Stay far, far, far, far away from anything with RCA on it. To call it crap would be an insult to crap.
 
Doctor Jones said:
Thanks for all the responses. I noticed the first couple of Olympus recorders mentioned were high up in the $150-200 range.
To be specific, I don't have many writing opportunities, so I only write maybe 2-3 stories a month. I was looking for something in the $40-60 range. I was looking at the Olympus VN-7600 PC, which is listed at $59.99 retail.

I would like one where I could segment my interviews, and I believe this does this.
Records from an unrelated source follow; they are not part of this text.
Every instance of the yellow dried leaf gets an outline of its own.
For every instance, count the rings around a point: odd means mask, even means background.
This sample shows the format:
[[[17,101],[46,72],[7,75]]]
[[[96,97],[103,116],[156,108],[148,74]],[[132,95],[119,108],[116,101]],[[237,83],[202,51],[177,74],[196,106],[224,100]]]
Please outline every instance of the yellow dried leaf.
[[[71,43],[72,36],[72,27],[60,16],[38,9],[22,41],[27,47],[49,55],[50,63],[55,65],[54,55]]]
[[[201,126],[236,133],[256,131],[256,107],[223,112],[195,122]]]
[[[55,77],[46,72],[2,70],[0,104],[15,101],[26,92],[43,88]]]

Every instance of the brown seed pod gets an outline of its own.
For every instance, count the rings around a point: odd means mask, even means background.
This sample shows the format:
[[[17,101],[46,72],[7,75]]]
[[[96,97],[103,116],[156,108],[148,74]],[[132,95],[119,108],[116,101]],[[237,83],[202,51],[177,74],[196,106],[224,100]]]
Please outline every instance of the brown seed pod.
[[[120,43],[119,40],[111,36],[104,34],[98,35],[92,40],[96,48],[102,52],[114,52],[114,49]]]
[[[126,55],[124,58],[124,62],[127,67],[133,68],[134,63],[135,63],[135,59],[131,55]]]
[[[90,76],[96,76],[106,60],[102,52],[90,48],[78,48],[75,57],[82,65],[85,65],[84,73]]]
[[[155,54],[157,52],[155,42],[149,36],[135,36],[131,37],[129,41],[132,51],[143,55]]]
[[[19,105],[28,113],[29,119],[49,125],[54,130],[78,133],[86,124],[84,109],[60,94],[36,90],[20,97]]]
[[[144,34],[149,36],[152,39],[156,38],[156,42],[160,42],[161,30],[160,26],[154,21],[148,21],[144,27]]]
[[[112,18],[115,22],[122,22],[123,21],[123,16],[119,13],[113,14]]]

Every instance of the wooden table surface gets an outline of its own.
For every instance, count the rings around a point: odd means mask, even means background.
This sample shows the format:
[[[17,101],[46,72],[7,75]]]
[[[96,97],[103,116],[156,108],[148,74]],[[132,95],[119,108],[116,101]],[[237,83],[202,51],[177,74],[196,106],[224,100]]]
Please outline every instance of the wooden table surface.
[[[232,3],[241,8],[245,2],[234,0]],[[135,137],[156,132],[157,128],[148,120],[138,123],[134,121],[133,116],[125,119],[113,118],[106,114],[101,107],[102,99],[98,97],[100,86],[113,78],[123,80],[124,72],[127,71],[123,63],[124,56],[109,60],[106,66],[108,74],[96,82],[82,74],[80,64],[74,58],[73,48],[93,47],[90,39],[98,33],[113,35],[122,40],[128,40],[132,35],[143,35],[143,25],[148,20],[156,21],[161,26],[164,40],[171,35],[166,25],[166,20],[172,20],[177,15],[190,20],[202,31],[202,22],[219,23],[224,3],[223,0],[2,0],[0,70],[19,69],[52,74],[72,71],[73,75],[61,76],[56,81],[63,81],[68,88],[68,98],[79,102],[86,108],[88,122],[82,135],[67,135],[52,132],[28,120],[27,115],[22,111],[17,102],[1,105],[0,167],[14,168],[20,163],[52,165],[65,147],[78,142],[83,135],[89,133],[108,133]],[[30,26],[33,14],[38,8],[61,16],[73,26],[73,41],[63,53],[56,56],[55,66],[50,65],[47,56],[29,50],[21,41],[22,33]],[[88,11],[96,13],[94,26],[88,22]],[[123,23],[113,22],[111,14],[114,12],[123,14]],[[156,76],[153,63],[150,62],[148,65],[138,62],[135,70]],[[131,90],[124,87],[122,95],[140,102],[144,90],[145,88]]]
Is there anything wrong with this particular model, or can someone recommend me another one?

Thanks again for all the replies, I truly appreciate it.

http://www.olympusamerica.com/cpg_section/product.asp?product=1517

Exactly the model I bought yesterday at Target after my stone-age cassette recorder gave up the ghost. The batteries included, BTW, were dead, so I had to duck back into the store and buy a set of AAA's.
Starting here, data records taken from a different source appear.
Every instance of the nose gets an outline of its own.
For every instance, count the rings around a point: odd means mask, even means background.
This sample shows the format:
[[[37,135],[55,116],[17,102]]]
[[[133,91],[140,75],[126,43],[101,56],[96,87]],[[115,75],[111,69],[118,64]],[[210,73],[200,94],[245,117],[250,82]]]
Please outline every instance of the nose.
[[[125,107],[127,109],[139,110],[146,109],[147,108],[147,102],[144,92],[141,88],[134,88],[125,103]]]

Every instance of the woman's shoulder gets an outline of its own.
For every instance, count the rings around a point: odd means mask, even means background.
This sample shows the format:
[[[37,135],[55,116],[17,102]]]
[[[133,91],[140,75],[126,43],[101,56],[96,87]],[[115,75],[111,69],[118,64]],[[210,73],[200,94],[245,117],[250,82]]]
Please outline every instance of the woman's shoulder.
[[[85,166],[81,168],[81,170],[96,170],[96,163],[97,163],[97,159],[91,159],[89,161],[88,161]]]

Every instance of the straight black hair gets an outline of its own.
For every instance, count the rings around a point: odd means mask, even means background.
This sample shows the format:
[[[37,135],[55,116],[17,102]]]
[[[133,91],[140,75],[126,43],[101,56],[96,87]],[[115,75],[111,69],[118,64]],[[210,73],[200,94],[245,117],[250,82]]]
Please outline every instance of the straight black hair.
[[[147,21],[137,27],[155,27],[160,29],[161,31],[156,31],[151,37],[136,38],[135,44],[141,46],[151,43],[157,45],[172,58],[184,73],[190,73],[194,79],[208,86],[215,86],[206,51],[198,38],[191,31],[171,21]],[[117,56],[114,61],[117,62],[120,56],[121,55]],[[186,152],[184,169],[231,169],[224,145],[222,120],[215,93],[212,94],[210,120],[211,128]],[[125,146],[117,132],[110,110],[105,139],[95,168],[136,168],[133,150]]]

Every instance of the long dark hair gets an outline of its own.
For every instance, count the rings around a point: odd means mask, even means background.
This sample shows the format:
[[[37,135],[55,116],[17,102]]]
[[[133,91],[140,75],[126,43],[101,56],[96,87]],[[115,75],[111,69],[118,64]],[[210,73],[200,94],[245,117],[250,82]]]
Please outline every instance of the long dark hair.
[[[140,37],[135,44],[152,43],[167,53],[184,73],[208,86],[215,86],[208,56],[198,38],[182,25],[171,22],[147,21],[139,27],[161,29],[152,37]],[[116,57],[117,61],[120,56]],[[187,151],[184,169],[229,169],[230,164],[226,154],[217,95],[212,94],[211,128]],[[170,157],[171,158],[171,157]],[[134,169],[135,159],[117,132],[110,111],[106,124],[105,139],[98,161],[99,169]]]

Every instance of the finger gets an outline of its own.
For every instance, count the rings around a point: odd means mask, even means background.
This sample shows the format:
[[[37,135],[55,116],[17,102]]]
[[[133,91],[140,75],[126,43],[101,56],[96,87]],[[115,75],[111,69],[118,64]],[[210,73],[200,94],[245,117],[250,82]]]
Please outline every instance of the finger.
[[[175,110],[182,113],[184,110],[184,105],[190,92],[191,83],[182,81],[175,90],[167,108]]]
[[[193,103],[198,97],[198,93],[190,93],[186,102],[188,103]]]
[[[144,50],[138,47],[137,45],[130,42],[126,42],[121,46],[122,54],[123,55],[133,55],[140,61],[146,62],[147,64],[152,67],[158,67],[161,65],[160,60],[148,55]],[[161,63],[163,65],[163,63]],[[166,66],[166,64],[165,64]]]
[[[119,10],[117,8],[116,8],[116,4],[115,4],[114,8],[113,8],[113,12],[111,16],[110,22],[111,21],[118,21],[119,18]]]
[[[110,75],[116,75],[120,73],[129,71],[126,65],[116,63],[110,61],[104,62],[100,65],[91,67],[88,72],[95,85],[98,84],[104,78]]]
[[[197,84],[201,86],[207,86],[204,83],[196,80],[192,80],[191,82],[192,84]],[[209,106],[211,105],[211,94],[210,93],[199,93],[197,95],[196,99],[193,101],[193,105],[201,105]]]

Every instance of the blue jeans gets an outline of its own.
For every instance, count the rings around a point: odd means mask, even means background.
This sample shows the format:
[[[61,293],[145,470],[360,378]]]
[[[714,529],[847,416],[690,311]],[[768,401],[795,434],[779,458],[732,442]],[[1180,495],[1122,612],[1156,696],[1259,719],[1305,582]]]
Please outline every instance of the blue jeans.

Worked absolutely great. Awesome quality and some nifty features. You done good.
 
A few months ago, my microcassette recorder died for good. Since our only real option here is Walmart, I looked there. Found a Sony digital recorder for about $35-40. It has a "divide" function so you can break up the interview into segments and also has an A-B loop function. You push the button at the beginning of the segment you need to hear and again at the end. It will loop though that continuously until you push play to resume normal function or stop. And even on super high quality audio, it can record 12 hours worth of stuff. There's different models, so you might even be able to find a cheaper one.

My first digital recorder was an RCA and it was crap. The record light was in the mike, which meant the interviewee could see it but I couldn't and I don't know how often it turned out the thing hadn't run and, of course, it didn't run during the part where my notes were the least coherent. That was why I had gone back to a cassette recorder.
 
The iTalk has had the best quality for me hands down. I can still make out what people are saying in a pretty high wind.
 
I use a Sansa mp3 player. The quality is incredible and all the files are recorded in mp3 format. Highly underrated device.
 
I also had the Olympus VN 4100PC, and it worked fine.

I stopped using it after I got a Droid Incredible. It has a voice recorder app that came packaged with it, and works great. It's very easy to jump around in an interview with a touchscreen, especially compared to fast-forwarding like you have to do with most dedicated voice recorders.

That said, the Olympus worked fine. Be sure to get something you can connect to a computer. That can make listening to long interviews much easier, and can make it easy to load the files onto the web, if that's something that might help the story.